Completion Rate, AEs of Tuberculosis Preventive Therapy Higher With 3HP vs 4R

Patient completion rates for tuberculosis (TB) preventive therapy were higher with 3-month weekly rifapentine plus isoniazid (3HP) vs 4-month daily rifampicin (4R), according to study findings published in The Lancet Respiratory Medicine.

Although both 3HP and 4R have been recommended for TB prevention, head-on comparative studies of these 2 treatments are not available. Investigators therefore conducted a network meta-analysis of individual patient data to compare indirect estimates of relative treatment completion, safety, and efficacy between 3HP and 4R.

A literature search comparing either 3HP or 4R to 6 months of isoniazid (6H) or 9 months of isoniazid (9H) was conducted in PubMed for randomized controlled trials (RCTs) published from January 1, 2000, to March 1, 2019. Eligible trials were published in peer-reviewed journals and reported at least 1 of the following outcomes: treatment completion, treatment-related adverse events (AEs), or incidence of TB disease. “Treatment completion” was defined as taking more than 80% of the prescribed doses, based on pill counts, in 120% of the allowed time; using this criteria, patients were categorized by their completion status (as either “completers” or “noncompleters”).

The analysis included 6 trials — 3 trials comparing 3HP with 6-9H, and 3 trials comparing 4R with 6-9H. The trials came from 14 countries and included 17,572 participants: 4897 received 3HP, 4055 received 4R, and 8620 received 6-9H. The overall population had a mean age of 34.9 years, and 50.8% were female.

Regarding the indirect effect between 3HP and 4R, treatment completion was more likely with 3HP, with an adjusted risk ratio (aRR) of 1.06 (95% CI, 1.02-1.10) and an adjusted risk difference (aRD) of 0.05 (95% CI, 0.02-0.07). When only 9H was the comparator, the indirect aRR was 1.02 (0.98-1.07), and the aRD was 0.03 (0.00-0.06).

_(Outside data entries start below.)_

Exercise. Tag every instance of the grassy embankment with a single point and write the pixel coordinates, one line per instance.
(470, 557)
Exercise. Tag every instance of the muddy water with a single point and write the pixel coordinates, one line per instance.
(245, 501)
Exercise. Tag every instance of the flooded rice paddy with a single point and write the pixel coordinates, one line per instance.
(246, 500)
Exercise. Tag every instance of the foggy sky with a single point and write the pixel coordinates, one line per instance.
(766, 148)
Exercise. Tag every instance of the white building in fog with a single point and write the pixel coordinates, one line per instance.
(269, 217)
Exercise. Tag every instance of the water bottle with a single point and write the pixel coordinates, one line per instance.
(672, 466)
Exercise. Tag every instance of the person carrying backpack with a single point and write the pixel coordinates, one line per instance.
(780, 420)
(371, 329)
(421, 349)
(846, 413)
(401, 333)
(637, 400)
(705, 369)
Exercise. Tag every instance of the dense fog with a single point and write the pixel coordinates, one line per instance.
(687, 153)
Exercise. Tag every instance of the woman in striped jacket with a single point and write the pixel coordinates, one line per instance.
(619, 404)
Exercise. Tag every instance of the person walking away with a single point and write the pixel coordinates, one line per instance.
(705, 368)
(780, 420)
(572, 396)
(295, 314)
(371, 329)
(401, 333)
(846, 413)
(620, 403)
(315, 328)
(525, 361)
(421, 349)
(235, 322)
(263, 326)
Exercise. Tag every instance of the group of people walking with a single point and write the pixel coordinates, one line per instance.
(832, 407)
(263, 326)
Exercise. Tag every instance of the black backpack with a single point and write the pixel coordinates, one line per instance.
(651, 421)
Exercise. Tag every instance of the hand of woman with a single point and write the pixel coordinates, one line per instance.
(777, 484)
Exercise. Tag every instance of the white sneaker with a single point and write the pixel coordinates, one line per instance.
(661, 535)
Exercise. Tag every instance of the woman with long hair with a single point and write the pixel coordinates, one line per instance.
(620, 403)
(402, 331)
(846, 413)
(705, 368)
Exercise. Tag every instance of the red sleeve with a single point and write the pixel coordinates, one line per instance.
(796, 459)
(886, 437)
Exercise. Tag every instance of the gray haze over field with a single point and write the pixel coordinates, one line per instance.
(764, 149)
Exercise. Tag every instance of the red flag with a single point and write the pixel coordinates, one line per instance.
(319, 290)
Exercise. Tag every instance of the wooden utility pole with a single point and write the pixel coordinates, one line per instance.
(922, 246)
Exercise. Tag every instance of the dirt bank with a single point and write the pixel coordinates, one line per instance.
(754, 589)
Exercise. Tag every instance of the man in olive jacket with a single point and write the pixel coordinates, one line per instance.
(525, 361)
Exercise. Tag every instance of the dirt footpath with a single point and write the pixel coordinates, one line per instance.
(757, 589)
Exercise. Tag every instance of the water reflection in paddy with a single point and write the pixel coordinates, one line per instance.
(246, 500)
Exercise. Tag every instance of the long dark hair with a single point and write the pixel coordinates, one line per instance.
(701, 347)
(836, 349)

The proportion of participants who had any treatment-related adverse events that resulted in permanent drug discontinuation was slightly increased for 3HP vs 6-9H, and decreased with 4R vs 6-9H in direct comparisons. The analysis showed that 3HP was associated with a greater risk than 4R, with an aRR of 2.86 (95% CI, 2.12-4.21) and an aRD of 0.03 (95% CI, 0.02-0.05). Comparable findings were observed for treatment-related AEs of grades 3 to 4 that resulted in permanent drug discontinuation, as 3HP had a greater risk vs 4R, with an aRR of 3.46 (2.09-6.17) and an aRD of 0.02 (0.01-0.03).

For direct comparisons, the rate of TB disease was comparable between 3HP and 6-9H, as well as between 4R and 9H. For the indirect effect, the rate of TB disease with 3HP was similar to that for 4R, with an adjusted incidence rate ratio of 1.16 (95% CI, 0.40-3.58) and an adjusted incidence rate difference of 0.8 per 1000 person-years of follow-up (95% CI, –2.3 to 7.0).

Study limitations included the inability to adequately analyze safety related to HIV or other comorbidities (including drug-to-drug interactions with antiretroviral therapy) due to the small number of patients in these subgroups; difficulty in assessing relative efficacy due to the small percentage of patients who developed TB disease; and the inability to account for variation resulting from the site or country where patients were treated.

“In the absence of trials directly comparing 3HP and 4R, this individual patient data network meta-analysis from RCTs of tuberculosis preventive treatment provides evidence that 3HP under directly observed therapy had significantly higher treatment completion but also significantly higher risks of treatment-related adverse events compared with 4R,” stated the study authors. “This trade-off between completion and risk of adverse events must be considered when deciding the optimal treatment for tuberculosis infection.”